I wanted to test if a key exists in a dictionary before updating the value for the key. I wrote the following code:

if 'key1' in dict.keys():
  print "blah"
  print "boo"

I think this is not the best way to accomplish this task. Is there a better way to test for a key in the dictionary?

5/2/2013 6:45:00 AM

Accepted Answer

in is the intended way to test for the existence of a key in a dict.

d = {"key1": 10, "key2": 23}

if "key1" in d:
    print("this will execute")

if "nonexistent key" in d:
    print("this will not")

If you wanted a default, you can always use dict.get():

d = dict()

for i in range(100):
    key = i % 10
    d[key] = d.get(key, 0) + 1

and if you wanted to always ensure a default value for any key you can either use dict.setdefault() repeatedly or defaultdict from the collections module, like so:

from collections import defaultdict

d = defaultdict(int)

for i in range(100):
    d[i % 10] += 1

but in general, the in keyword is the best way to do it.

1/22/2020 6:50:10 AM

You can test for the presence of a key in a dictionary, using the in keyword:

d = {'a': 1, 'b': 2}
'a' in d # <== evaluates to True
'c' in d # <== evaluates to False

A common use for checking the existence of a key in a dictionary before mutating it is to default-initialize the value (e.g. if your values are lists, for example, and you want to ensure that there is an empty list to which you can append when inserting the first value for a key). In cases such as those, you may find the collections.defaultdict() type to be of interest.

In older code, you may also find some uses of has_key(), a deprecated method for checking the existence of keys in dictionaries (just use key_name in dict_name, instead).

You can shorten this:

if 'key1' in dict:

However, this is at best a cosmetic improvement. Why do you believe this is not the best way?

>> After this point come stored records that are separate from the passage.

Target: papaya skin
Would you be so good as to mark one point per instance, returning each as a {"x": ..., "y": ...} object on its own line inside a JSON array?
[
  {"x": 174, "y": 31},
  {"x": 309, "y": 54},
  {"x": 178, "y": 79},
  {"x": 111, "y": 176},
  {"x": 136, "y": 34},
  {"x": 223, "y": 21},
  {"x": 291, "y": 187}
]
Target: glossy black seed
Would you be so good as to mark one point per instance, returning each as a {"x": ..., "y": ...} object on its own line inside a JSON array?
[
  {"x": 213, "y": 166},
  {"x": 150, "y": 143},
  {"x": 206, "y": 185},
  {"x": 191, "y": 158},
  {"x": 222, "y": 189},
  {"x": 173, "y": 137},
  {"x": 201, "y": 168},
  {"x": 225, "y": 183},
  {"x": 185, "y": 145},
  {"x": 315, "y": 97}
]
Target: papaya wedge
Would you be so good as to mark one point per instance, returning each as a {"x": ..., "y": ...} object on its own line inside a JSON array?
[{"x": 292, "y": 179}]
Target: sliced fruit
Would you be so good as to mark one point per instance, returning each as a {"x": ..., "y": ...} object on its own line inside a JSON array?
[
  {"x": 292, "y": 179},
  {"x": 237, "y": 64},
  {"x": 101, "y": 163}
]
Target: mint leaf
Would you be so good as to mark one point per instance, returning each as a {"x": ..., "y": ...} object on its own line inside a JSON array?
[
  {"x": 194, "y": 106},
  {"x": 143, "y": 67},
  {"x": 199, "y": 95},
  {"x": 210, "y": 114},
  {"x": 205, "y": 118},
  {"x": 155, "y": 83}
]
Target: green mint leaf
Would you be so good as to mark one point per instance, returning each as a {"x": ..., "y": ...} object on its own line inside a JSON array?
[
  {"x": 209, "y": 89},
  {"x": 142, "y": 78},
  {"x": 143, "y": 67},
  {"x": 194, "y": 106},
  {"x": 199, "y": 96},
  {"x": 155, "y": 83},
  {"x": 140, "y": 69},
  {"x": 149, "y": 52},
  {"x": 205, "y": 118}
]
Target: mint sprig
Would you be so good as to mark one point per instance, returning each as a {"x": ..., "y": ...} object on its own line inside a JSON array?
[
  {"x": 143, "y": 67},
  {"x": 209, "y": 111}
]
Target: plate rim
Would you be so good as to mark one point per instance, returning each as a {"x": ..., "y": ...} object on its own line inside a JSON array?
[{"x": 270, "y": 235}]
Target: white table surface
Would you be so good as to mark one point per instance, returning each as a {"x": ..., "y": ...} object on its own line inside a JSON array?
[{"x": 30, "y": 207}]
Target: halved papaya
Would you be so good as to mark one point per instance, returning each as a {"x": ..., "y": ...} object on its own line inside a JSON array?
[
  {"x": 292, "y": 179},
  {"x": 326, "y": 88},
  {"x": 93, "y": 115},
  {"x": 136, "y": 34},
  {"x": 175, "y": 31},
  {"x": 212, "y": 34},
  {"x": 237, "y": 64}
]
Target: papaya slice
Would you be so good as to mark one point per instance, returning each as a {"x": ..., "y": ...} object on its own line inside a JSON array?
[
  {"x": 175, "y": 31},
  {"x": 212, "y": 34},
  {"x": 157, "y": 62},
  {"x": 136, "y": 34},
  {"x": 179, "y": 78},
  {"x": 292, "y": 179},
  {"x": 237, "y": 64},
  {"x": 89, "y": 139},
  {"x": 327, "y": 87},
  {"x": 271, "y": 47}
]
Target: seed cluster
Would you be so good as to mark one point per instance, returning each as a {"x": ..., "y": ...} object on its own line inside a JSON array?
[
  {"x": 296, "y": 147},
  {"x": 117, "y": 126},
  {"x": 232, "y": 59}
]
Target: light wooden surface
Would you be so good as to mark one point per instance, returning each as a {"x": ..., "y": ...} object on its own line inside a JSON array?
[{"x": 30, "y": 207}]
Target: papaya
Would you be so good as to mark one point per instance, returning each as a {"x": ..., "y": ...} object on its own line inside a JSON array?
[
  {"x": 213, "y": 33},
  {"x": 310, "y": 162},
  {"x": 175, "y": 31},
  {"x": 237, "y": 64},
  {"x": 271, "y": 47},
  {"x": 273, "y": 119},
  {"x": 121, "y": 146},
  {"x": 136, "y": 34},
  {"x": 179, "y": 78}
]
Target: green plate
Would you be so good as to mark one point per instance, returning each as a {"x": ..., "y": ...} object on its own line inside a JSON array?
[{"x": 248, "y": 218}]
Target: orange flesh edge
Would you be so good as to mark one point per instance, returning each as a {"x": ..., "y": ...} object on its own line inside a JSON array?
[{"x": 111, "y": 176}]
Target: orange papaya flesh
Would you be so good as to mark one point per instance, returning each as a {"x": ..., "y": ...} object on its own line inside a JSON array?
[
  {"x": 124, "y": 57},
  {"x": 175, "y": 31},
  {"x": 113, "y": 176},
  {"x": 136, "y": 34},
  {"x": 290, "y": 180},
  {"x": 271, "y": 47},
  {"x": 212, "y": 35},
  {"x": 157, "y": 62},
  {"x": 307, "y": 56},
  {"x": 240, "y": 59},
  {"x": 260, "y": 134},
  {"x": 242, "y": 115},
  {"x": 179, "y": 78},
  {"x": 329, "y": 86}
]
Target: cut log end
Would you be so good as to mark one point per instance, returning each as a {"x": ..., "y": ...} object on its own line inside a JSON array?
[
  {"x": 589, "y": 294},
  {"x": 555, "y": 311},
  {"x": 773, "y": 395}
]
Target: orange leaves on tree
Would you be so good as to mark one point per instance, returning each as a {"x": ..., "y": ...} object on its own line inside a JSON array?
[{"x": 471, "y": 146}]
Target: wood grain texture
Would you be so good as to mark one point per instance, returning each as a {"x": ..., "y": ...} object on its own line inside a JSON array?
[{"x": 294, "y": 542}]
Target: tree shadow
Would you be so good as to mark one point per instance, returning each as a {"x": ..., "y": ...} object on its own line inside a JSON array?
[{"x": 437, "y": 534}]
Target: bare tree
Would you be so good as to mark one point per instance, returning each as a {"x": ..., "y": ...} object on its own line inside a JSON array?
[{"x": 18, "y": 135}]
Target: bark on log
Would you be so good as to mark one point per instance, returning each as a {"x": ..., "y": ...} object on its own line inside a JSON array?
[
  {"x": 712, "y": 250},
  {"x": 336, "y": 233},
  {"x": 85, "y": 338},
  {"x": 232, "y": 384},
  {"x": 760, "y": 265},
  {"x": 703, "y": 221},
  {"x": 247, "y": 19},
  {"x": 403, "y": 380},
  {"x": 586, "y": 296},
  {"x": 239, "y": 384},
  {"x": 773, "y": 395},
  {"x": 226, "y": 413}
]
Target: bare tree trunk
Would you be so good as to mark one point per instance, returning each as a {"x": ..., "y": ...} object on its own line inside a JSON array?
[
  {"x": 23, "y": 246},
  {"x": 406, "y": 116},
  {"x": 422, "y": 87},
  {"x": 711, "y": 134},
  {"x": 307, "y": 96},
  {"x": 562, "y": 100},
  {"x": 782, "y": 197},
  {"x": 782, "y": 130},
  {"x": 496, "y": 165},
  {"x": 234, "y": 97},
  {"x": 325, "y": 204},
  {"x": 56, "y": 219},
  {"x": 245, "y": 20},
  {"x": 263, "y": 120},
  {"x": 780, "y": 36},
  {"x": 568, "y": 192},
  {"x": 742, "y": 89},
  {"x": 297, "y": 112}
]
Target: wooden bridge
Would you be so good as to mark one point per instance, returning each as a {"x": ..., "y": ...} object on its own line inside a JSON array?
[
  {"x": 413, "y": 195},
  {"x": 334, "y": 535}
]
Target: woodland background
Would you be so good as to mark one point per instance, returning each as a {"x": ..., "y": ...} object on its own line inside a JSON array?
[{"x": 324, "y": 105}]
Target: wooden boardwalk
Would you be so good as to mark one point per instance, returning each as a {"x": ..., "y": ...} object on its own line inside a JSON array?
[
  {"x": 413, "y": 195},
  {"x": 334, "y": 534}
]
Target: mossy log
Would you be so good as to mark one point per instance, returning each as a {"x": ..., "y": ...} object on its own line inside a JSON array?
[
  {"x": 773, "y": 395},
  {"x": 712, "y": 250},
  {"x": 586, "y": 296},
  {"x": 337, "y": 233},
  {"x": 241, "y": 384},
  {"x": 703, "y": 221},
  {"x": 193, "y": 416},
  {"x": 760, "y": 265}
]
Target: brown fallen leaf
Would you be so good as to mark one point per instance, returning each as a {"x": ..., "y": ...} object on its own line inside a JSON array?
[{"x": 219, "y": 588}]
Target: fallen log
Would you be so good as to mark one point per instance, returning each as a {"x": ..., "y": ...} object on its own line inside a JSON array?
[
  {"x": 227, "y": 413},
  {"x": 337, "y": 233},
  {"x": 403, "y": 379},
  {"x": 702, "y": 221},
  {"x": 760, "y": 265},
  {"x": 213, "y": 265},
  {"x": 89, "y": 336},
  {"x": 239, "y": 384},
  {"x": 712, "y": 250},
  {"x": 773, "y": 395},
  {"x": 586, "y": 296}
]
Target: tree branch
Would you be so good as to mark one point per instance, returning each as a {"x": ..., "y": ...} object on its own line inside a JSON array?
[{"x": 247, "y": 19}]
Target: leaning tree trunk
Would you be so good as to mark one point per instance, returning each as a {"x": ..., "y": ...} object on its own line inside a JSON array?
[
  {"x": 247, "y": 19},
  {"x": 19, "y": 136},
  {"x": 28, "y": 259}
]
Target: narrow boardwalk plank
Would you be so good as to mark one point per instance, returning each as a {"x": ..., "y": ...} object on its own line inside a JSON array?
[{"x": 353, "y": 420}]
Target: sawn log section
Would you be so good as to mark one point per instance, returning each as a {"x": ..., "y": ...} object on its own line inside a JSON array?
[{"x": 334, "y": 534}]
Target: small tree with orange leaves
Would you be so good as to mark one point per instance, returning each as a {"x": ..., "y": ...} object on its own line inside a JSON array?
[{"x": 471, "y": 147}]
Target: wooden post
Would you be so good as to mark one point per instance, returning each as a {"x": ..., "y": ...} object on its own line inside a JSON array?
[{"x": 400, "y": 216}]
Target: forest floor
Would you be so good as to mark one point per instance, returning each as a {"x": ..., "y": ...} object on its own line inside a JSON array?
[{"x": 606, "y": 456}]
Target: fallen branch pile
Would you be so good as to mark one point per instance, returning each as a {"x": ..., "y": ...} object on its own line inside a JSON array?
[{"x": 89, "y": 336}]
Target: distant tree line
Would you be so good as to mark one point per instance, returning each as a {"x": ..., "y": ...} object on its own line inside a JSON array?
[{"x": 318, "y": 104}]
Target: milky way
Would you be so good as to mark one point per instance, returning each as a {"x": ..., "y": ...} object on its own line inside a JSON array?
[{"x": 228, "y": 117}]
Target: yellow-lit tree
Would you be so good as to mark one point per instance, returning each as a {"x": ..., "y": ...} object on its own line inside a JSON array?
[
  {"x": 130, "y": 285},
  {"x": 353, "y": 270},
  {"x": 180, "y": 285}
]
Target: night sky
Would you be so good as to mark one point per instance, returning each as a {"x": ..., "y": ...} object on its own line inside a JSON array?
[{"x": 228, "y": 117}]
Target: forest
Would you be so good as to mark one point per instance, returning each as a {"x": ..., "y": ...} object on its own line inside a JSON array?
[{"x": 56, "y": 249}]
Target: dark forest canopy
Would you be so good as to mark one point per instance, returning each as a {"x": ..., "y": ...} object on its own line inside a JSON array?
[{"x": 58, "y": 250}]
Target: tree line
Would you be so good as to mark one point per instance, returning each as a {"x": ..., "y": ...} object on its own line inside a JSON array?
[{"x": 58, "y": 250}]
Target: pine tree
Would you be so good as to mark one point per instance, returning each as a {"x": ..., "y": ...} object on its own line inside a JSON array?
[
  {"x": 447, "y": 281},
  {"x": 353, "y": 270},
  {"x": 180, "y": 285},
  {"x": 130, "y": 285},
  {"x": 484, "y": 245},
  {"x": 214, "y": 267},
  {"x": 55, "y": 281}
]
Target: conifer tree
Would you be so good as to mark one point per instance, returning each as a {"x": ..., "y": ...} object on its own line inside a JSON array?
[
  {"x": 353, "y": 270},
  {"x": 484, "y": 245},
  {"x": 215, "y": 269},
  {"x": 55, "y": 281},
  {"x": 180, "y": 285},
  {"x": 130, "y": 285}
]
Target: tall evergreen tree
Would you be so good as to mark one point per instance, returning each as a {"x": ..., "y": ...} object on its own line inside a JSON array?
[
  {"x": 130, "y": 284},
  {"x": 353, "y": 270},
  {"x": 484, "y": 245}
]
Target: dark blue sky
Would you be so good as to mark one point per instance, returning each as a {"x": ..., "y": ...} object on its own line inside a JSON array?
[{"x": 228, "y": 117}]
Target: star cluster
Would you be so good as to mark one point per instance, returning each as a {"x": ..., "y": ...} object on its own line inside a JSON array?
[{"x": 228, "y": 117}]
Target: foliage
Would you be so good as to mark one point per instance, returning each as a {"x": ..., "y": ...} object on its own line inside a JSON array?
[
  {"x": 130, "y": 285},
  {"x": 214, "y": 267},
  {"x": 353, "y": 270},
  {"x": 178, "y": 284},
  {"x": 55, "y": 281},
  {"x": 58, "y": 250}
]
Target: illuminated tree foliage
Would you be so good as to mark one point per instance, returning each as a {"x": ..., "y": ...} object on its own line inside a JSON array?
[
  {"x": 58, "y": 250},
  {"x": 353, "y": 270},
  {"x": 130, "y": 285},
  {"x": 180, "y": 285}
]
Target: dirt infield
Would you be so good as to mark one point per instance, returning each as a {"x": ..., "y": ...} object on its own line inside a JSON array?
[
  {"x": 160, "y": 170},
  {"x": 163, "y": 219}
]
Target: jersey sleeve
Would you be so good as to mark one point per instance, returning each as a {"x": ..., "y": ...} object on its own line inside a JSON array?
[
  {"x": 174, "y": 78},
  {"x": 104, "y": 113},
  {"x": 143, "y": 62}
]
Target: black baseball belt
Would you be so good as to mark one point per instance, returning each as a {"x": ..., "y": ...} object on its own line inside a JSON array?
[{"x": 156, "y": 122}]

For additional info on speed execution of the accepted answer's proposed methods (10m loops):

  • 'key' in mydict elapsed time 1.07 sec
  • mydict.get('key') elapsed time 1.84 sec
  • mydefaultdict['key'] elapsed time 1.07 sec

Therefore using in or defaultdict are recommended against get.


I would recommend using the setdefault method instead. It sounds like it will do everything you want.

>>> d = {'foo':'bar'}
>>> q = d.setdefault('foo','baz') #Do not override the existing key
>>> print q #The value takes what was originally in the dictionary
>>> print d
{'foo': 'bar'}
>>> r = d.setdefault('baz',18) #baz was never in the dictionary
>>> print r #Now r has the value supplied above
>>> print d #The dictionary's been updated
{'foo': 'bar', 'baz': 18}

Dictionary in python has a get('key', default) method. So you can just set a default value in case there is no key.